Turhan Özlü'ye saygıyla... Yüreği partiyle çarpar gözleri sevgiyle bakardı

Görünüşüne bakmayın, ufak tefek olabilir. Bir bedenin taşıyabileceği en aydınlık, en büyük yüreğe sahipti Turhan Özlü. İnsan sevgisi bayrağı, devrimci mücadele yoluydu. Arkadaşlarına umut, karamsarlığa ışıktı. Hiç bitmeyen bir gülümseme, en güzel devrim şarkısının güftesiydi o…

Ben Turhan Özlü’yü 1978 yılında Türkiye İşçi Köylü Partisi İstanbul il binasında tanıdım.
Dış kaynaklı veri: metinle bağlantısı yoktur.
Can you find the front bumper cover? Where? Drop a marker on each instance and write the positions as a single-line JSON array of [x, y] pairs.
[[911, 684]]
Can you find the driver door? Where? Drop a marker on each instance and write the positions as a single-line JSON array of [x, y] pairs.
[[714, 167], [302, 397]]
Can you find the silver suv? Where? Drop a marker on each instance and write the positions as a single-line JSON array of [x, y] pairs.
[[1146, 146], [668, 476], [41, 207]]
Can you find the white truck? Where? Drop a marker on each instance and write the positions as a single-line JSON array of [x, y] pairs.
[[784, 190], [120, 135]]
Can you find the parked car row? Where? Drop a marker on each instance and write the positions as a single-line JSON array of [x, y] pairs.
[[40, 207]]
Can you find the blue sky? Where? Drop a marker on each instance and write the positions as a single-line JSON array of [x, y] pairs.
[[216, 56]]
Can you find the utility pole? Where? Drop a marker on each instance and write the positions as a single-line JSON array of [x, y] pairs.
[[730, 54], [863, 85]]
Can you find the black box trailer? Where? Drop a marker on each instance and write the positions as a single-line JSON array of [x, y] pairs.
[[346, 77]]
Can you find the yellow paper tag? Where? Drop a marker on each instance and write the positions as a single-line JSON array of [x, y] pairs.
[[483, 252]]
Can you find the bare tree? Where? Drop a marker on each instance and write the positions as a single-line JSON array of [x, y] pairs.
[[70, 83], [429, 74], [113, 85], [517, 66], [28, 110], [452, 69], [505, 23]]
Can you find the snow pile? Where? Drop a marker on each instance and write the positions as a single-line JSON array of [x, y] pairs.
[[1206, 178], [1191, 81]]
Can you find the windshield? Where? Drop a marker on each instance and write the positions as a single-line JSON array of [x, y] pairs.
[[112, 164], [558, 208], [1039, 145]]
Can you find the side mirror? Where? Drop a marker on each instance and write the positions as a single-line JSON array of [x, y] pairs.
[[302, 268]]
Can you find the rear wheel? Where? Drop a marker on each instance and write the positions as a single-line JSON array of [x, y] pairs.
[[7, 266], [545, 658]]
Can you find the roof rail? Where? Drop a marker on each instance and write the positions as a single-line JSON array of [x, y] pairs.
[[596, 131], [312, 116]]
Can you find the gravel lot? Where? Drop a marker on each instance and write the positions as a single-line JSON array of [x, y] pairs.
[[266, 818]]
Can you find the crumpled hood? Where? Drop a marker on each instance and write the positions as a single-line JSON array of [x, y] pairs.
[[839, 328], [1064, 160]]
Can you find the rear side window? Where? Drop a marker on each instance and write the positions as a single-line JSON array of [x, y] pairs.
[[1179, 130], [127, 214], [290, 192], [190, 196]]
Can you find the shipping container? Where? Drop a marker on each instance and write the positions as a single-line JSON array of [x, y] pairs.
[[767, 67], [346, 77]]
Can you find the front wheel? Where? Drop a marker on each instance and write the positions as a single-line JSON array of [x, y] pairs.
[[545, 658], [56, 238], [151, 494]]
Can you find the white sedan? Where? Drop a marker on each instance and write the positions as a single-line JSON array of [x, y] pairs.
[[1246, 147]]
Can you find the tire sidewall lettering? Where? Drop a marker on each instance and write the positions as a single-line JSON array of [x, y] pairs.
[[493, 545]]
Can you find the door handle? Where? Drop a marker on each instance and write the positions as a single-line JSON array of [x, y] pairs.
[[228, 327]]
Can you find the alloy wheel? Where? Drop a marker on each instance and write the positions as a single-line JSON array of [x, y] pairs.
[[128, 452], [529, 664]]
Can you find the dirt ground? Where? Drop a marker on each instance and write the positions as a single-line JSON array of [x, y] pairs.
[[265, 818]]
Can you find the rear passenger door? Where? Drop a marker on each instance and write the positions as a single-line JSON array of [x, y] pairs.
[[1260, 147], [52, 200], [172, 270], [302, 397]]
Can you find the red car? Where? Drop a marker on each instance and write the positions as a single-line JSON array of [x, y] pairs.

O zaman daha lise öğrencisiydim. Yaz vakti olduğu için il binasında çalışıyordum. Turhan Özlü ise il yöneticisiydi. Daha sonra evleneceği Gülseren de il binasının çalışanlarındandı. Onları hiç bir arada görmedim. Konuşurken de görmemiştim.

Turhan abi; “Biz Gülseren’le evleneceğiz.” dediğinde çok şaşırmıştım. Sonra daha sık görüşür olduk. Üçümüz birlikte çok vakit geçirdik.

Bizimkiler evlenecek ama gidip kızı istemek gerek. Turhan abinin ailesinden kimse İstanbul’da değil. Gülseren’in ise bir büyükannesi var. Büyükanne, torununun istenmesini istiyor. Turhan abi bana; “Hadi gel gidip birlikte kız isteyelim.” dedi.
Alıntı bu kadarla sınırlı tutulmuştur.